You may have noticed that between his work with DONDA and OFF-WHITE, Virgil Abloh stays pretty busy. But The Coveteur magazine somehow convinced the Wisconsin-educated creative director-turned-designer-turned-DJ to sit down long enough to discuss his views on creativity, luxury and spontaneity in the fashion world. The piece sheds some light on Abloh’s DIY roots, his Instagram addiction and his simple, direct advice for aspiring designers: “Do it.”
Check out some quotes below and head over to The Coveteur for the full piece.

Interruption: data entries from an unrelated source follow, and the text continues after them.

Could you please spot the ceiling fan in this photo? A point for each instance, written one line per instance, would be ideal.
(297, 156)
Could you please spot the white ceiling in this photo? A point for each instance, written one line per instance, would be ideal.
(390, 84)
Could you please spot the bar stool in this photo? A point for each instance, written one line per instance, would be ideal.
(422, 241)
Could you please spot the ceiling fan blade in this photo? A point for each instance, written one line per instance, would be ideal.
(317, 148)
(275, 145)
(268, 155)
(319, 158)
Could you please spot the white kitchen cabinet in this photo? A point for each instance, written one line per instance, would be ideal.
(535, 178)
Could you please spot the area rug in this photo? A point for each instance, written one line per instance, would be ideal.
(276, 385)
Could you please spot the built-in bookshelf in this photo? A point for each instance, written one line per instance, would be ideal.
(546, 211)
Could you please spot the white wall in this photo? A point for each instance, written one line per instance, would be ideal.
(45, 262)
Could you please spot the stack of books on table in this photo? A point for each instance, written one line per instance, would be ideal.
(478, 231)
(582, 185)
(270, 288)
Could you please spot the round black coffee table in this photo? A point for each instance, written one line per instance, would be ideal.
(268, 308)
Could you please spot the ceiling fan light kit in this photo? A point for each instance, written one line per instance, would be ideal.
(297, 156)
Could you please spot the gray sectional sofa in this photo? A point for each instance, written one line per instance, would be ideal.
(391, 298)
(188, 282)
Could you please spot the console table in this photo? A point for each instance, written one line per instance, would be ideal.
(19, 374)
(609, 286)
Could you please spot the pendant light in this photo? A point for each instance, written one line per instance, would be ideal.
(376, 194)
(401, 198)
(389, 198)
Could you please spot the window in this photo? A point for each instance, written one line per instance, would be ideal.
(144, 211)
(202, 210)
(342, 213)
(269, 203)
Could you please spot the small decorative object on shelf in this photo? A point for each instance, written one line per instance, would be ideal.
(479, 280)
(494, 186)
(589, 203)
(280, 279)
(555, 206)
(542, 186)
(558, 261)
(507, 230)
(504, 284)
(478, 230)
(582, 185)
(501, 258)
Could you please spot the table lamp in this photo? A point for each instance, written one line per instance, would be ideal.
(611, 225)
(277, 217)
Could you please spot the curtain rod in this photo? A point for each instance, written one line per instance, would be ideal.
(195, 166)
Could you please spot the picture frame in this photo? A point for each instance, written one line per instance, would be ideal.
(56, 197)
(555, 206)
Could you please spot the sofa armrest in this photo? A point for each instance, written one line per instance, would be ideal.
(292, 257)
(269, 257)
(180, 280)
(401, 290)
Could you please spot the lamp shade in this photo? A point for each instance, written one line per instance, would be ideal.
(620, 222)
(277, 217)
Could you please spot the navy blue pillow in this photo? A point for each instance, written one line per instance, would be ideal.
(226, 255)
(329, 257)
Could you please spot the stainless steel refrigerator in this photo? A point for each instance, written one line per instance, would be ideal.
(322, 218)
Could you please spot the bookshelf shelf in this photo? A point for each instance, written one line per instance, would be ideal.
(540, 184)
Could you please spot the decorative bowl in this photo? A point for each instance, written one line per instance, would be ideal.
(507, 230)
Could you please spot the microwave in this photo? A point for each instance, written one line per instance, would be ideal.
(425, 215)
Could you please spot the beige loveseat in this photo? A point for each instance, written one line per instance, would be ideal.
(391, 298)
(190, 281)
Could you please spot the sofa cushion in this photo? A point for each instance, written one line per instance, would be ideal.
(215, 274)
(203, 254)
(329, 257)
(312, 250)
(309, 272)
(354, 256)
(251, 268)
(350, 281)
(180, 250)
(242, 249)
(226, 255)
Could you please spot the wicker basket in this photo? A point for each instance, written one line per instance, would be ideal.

On How He Broke Into Design:
“My path is a little bit untraditional. I started just by believing in my own ideas and making things, you know? Design is a funny career because anyone can do it, but I think the measure of how it becomes something that resonates started with me believing in my ideas and just making them. I started on this path by essentially printing t-shirts and giving them to friends; and then believing in them so hard and trying to make them relevant enough so that people liked them.”
On the Advice He Swears By:
“I think it kind of sounds dumb, but it’s literally 100% failsafe… If you do what I’m about to say right now, it’ll work. I’ve figured it out! I’ve done all this running around the world to give this one piece of advice. If you want to do this, if you want to be a designer, be Karl Lagerfeld or be Steve Jobs, you just have to do this one thing: do it. I found this myself: this is all literally based on one idea to make one t-shirt. I never would have thought it would amount to this, but if I hadn’t done that one, it wouldn’t have led into the third or the fifth or whatever.
On OFF-WHITE’s Breakthrough and Evolution:
“I think really the seminal moment was making a season called Pyrex Vision, and it was using whatever means that I had. I didn’t know how to make clothes; I didn’t know anyone who could cut and sew; I didn’t know about buying fabric; I didn’t know about delivering it to a pattern maker—none of that.
“I follow a ridiculous amount of people. But it’s all part of the same reality of embracing technology. I used to hate Instagram! I’d just tweet. But then that’s just not a very modern way of thinking. I like the ability to see what’s going on around the world, see what’s trending, if people are posting the same thing—what does that say?”